WHY DO I CRAVE CARBS?

  1. Going too long without eating. This will lead to low blood sugar which will increase the urge to eat carbs. I doubt many of you crave broccoli when you haven’t eaten for 8 hours! My guess is that you would be looking for something starchy or sugary.
  2. Consuming too many processed low fiber carbs. Foods such as white rice, white bread, sweets and other sugary food are low in fiber and have a high glycemic index. Eating high glycemic foods (especially larger portions) can cause a quick spike in blood sugar, followed by a quick drop. This stimulates hunger and can cause the urge to eat more carbohydrates.
  3. Not eating adequate protein at meals. Eating meals that contain only carbohydrate (i.e. a jumbo bagel, big bowl of pasta or frozen yogurt with granola) will cause a more rapid rise and fall of blood sugar. This can exacerbate cravings. Protein helps to keep blood sugar levels and promotes satiety. Therefore, you feel full longer when you include protein at meals.

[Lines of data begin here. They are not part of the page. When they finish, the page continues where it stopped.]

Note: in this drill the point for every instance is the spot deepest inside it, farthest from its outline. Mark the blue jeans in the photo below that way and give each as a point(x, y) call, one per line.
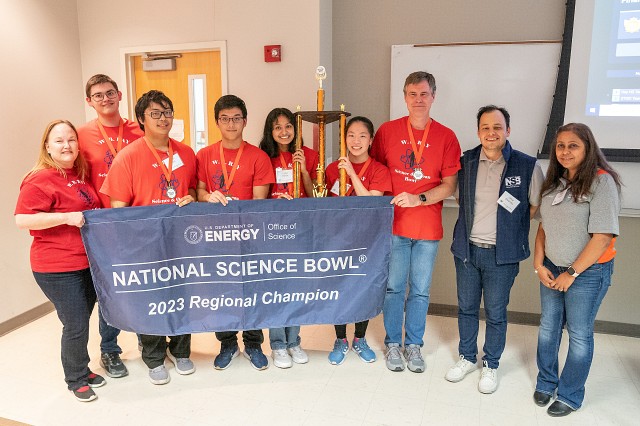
point(73, 295)
point(108, 335)
point(577, 308)
point(411, 263)
point(482, 277)
point(284, 337)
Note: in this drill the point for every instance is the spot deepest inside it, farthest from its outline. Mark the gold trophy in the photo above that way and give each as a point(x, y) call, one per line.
point(321, 118)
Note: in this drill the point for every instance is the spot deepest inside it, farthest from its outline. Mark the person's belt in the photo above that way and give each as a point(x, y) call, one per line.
point(483, 245)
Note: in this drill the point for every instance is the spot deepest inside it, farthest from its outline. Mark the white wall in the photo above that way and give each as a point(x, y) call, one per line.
point(40, 77)
point(246, 26)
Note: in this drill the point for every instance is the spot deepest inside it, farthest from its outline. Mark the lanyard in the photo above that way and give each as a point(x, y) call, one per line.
point(417, 152)
point(360, 174)
point(284, 166)
point(108, 140)
point(228, 180)
point(165, 170)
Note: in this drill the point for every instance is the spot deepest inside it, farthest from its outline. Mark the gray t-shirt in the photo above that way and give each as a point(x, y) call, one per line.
point(568, 225)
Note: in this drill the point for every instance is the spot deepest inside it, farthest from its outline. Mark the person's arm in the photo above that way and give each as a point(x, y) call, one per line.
point(261, 192)
point(595, 248)
point(44, 220)
point(545, 275)
point(446, 188)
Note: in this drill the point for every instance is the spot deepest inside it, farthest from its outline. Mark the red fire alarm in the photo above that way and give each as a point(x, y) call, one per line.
point(273, 53)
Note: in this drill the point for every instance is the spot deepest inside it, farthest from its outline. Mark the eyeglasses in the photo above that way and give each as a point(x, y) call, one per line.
point(110, 94)
point(157, 114)
point(225, 120)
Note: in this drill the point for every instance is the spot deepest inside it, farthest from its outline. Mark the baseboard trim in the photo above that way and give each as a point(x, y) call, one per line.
point(527, 318)
point(26, 317)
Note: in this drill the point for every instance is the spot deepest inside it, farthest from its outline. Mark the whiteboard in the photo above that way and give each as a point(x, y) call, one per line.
point(520, 77)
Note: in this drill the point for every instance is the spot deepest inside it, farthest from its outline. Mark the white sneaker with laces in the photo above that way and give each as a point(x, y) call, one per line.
point(460, 370)
point(488, 379)
point(298, 355)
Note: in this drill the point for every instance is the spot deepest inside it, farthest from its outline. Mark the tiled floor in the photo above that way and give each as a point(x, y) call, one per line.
point(355, 393)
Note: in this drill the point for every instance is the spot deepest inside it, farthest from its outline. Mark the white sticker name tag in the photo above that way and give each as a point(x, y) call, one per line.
point(284, 175)
point(335, 189)
point(508, 201)
point(177, 162)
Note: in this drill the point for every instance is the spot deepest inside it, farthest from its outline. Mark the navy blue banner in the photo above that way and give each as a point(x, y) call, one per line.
point(166, 270)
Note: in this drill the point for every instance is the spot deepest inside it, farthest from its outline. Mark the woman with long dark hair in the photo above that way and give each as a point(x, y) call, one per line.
point(573, 258)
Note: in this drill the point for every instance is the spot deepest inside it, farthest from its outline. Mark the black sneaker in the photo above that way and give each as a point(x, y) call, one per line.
point(95, 380)
point(113, 365)
point(85, 394)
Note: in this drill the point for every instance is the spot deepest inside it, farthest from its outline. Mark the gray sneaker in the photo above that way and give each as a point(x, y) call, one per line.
point(394, 358)
point(159, 375)
point(183, 366)
point(414, 359)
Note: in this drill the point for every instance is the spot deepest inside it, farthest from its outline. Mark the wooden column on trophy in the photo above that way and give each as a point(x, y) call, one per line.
point(321, 118)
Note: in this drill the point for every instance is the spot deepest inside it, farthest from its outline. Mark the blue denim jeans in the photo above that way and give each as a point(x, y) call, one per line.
point(481, 277)
point(577, 308)
point(284, 337)
point(411, 263)
point(73, 295)
point(108, 335)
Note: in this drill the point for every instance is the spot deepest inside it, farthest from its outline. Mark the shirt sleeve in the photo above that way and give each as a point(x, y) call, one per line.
point(604, 207)
point(536, 185)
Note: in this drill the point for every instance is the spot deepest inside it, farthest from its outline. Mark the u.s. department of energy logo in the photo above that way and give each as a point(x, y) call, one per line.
point(193, 234)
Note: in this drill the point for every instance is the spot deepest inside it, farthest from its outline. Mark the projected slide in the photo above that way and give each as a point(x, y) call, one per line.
point(614, 65)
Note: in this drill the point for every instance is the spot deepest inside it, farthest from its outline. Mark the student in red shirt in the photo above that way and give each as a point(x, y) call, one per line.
point(423, 157)
point(278, 143)
point(365, 177)
point(50, 204)
point(233, 169)
point(100, 141)
point(154, 170)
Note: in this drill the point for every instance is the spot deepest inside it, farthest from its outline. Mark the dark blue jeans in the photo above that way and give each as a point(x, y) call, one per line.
point(108, 335)
point(577, 309)
point(73, 295)
point(481, 277)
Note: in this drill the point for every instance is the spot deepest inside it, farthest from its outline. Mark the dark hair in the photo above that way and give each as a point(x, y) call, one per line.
point(491, 108)
point(587, 171)
point(146, 99)
point(359, 119)
point(98, 79)
point(418, 77)
point(228, 102)
point(268, 144)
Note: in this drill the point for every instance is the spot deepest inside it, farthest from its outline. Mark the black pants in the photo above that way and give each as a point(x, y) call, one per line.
point(154, 348)
point(251, 338)
point(361, 329)
point(73, 295)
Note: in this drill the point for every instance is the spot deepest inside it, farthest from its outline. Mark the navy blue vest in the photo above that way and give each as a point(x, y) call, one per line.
point(512, 236)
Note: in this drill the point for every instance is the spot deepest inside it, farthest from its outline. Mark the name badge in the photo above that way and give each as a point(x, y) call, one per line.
point(284, 175)
point(335, 189)
point(177, 162)
point(559, 197)
point(508, 201)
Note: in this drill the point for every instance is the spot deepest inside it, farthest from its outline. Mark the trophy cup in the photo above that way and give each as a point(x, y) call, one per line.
point(321, 118)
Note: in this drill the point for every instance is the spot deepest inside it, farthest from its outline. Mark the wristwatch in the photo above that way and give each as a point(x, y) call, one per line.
point(572, 271)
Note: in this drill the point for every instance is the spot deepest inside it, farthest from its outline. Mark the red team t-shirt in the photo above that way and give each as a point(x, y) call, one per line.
point(254, 169)
point(311, 160)
point(135, 177)
point(60, 248)
point(440, 158)
point(97, 153)
point(376, 177)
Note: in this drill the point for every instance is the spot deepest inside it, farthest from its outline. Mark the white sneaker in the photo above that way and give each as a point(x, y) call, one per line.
point(460, 370)
point(298, 355)
point(488, 380)
point(281, 358)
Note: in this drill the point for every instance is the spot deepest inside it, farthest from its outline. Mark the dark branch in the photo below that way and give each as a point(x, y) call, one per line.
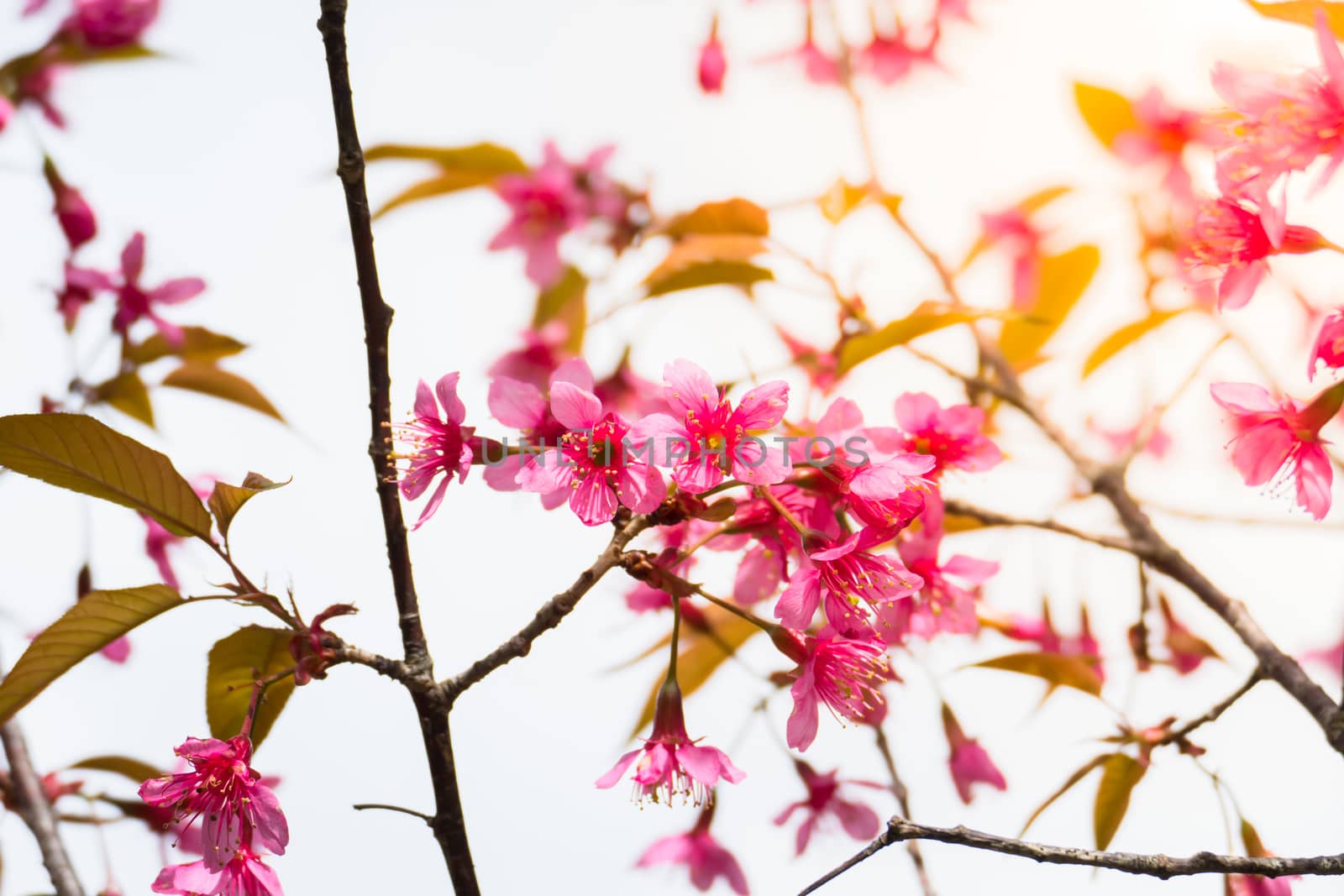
point(432, 710)
point(1151, 866)
point(31, 799)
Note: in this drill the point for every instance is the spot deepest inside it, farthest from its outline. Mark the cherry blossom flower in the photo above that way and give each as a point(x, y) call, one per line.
point(134, 302)
point(843, 673)
point(848, 582)
point(1234, 242)
point(1280, 441)
point(710, 437)
point(669, 763)
point(823, 802)
point(712, 65)
point(969, 762)
point(701, 853)
point(222, 789)
point(438, 445)
point(1330, 344)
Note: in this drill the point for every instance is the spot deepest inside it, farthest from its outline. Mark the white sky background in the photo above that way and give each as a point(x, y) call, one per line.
point(222, 154)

  4. Not eating adequate fat at meals. Many of my clients are fat phobic and will go out of their way to avoid eating fat. Fat free butter spray, fat free salad dressing, etc. Fat takes a long time to digest, helps to prevent rapid peaks and drops of blood sugar and helps keep you full longer. Of course, the key is not to overdulge in fat as loaded with calories. I will talk more about how fat you should eat a day in a later post.
  5. Taking your caloric intake too low. When your consume too few calories, your hypothalmus produces extra NPY (neuropeptide Y), a chemical messenger that encourages you to eat more carbohydrates. In addition, the hypothalmus secretes another chemical called galanin which increases cravings for foods rich in fat and carbs. Take home message: eating too few calories = cravings for high carb foods.

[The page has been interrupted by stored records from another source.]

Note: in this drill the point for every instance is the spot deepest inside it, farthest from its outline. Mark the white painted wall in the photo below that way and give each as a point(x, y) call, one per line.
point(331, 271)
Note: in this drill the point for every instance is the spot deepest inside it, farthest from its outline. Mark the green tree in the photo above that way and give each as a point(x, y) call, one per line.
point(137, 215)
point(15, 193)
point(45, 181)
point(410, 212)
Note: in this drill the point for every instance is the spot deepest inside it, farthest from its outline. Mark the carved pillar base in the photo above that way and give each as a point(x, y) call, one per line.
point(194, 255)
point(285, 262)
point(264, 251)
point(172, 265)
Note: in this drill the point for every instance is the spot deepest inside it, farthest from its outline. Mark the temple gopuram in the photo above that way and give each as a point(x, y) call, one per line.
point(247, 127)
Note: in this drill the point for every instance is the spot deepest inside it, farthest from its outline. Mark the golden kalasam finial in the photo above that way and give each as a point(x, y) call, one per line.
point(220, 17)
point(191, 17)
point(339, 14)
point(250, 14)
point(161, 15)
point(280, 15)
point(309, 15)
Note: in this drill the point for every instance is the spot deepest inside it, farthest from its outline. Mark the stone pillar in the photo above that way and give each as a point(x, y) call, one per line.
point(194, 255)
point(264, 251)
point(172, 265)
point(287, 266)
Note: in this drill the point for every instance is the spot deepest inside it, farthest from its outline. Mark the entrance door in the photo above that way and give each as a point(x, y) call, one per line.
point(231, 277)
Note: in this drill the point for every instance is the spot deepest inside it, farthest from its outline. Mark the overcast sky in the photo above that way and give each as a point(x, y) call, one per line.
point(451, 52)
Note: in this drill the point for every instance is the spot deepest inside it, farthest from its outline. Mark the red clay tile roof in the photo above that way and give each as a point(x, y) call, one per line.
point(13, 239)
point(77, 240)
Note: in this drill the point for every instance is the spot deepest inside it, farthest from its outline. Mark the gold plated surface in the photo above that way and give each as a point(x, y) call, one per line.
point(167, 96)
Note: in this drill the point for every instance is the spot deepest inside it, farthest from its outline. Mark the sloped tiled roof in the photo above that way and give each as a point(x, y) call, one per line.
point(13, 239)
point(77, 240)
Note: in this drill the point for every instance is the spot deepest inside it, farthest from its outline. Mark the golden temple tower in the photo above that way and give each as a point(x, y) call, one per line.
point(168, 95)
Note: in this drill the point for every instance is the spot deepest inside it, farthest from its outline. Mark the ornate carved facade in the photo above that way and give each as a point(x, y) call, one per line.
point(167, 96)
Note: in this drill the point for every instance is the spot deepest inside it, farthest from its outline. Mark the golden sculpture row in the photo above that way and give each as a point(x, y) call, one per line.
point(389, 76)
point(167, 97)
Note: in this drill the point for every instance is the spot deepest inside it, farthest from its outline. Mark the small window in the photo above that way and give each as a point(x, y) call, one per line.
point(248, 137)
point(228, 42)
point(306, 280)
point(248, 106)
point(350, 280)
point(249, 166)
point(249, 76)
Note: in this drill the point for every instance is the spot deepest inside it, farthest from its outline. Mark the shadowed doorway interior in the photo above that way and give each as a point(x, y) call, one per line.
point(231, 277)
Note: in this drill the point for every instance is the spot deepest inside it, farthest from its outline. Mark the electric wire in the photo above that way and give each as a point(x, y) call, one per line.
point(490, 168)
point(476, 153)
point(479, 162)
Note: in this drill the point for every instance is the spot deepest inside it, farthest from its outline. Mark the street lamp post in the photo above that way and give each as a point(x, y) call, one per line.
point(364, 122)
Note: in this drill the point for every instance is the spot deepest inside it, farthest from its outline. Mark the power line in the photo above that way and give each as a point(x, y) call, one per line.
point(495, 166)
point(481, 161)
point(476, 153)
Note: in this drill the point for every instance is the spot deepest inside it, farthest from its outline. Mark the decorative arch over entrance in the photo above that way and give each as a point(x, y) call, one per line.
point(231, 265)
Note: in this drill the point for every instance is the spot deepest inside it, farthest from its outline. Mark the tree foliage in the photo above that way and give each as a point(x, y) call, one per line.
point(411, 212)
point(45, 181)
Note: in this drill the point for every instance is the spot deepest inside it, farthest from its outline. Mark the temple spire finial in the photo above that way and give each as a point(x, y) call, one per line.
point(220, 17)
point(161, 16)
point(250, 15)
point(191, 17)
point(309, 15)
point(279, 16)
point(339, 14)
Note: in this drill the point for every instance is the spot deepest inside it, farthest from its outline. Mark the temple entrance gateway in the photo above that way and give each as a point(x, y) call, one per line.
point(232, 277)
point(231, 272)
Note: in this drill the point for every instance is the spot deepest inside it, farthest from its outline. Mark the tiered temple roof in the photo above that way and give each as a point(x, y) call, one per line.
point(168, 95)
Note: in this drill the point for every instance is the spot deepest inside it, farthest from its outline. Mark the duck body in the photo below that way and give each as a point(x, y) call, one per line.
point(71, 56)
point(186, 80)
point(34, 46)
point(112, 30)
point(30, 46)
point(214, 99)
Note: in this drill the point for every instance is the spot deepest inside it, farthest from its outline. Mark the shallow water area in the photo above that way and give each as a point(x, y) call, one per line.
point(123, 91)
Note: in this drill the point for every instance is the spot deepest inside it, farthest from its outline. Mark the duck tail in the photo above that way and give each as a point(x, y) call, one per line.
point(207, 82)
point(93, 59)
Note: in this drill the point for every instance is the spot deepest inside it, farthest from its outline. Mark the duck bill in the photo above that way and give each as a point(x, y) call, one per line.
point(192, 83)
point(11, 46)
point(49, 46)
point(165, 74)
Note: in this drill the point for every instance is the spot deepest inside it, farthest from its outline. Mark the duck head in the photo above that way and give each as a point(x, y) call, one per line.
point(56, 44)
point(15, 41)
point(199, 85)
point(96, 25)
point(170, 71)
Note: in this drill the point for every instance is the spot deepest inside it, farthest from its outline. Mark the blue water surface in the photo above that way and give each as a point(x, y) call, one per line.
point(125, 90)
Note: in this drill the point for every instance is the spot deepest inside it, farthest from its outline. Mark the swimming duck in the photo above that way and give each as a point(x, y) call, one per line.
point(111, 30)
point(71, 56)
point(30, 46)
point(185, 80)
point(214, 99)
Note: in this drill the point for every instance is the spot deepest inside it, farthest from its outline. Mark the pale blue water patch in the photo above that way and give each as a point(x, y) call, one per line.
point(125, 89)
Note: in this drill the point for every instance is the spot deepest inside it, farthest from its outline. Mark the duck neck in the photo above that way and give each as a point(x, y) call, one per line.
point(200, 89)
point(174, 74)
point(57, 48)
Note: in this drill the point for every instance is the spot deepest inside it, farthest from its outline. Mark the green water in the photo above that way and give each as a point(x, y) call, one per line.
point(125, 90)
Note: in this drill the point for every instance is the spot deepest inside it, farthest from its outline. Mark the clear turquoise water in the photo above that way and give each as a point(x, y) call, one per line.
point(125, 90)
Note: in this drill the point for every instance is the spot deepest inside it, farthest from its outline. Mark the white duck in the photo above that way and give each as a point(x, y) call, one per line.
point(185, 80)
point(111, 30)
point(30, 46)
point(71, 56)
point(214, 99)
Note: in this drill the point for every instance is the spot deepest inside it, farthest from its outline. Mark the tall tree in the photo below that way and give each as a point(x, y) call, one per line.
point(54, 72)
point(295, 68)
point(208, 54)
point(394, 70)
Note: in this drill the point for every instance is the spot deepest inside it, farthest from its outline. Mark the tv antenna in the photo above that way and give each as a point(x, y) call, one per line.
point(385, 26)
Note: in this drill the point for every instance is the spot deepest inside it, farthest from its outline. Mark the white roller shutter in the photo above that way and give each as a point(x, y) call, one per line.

  6. Getting inadequate sleep. Sleep affects hormones that regulate satiety, hunger and how efficiently you burn calories. Too little sleep can lower levels of leptin and raise levels of ghrelin, which can increase hunger for sweet and/or starchy foods.
  7. Consuming inadequate carbs, especially if you are an active person. Exercising on a regular basis and not consuming adequate carbs will cause you to have powerful carb cravings as well as low energy levels. This is because carbs are the major fuel used by exercising muscles. Your body likes to keep your energy stores full of energy (called glycogen). If you exercise on a regular basis and don’t eat enough carbs, your body will go into “carb seeking mode” as it tries to replete its glycogen stores. In addition, you will likely find your energy levels plummet.

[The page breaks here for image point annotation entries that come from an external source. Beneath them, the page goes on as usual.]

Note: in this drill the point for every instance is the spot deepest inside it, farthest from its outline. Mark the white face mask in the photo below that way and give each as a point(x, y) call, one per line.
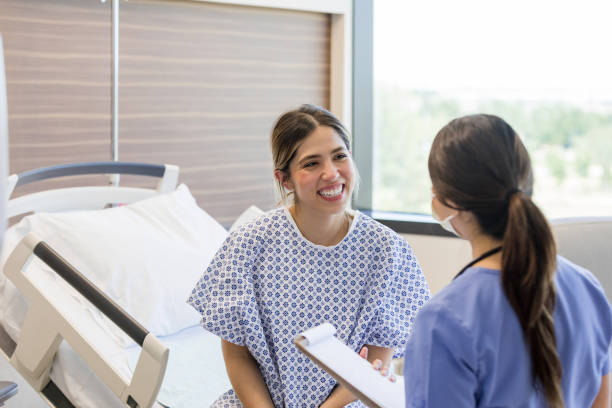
point(445, 223)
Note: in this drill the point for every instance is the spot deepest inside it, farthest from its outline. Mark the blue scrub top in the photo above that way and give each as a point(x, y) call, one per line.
point(467, 348)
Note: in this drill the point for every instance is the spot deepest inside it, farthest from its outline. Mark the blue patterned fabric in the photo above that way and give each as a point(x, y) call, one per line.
point(268, 283)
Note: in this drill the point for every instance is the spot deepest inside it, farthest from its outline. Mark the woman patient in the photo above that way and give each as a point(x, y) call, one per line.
point(308, 262)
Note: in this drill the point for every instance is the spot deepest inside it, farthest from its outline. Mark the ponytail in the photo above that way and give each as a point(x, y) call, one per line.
point(528, 265)
point(479, 164)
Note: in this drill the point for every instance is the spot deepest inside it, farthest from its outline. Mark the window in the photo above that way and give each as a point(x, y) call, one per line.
point(544, 66)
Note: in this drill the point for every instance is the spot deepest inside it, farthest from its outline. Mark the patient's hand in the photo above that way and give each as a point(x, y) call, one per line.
point(378, 366)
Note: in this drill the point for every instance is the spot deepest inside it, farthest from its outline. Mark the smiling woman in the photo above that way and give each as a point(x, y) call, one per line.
point(309, 262)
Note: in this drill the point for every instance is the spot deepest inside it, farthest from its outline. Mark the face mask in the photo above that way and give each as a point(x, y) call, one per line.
point(445, 223)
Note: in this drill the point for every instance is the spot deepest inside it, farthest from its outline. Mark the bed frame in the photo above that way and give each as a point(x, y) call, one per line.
point(45, 327)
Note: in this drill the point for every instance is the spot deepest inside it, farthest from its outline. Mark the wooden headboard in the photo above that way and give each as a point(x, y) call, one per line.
point(200, 86)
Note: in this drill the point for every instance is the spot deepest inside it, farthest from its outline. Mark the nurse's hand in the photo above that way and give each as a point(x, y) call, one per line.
point(377, 365)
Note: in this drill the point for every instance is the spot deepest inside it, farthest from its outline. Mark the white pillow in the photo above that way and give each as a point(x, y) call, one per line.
point(146, 256)
point(248, 215)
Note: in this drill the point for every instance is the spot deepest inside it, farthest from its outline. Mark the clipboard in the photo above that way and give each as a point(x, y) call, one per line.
point(348, 368)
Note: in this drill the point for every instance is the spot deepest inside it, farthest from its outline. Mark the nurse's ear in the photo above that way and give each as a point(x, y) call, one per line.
point(283, 179)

  8. Having high stress levels. High levels of stress can cause chemical imbalances in your body. Cortisol is produced by the adrenal glands in your body when you are under stress. Cortisol will increase production of a neurotransmitter called neuropeptide Y, which as I previously discussed, can increase cravings for sweet or starchy foods.
  9. Insulin resistance. Insulin resistance is a condition in which the body tends to oversecrete insulin in order to get the glucose into the cells. This “hyperinsulinemia” can cause carb cravings.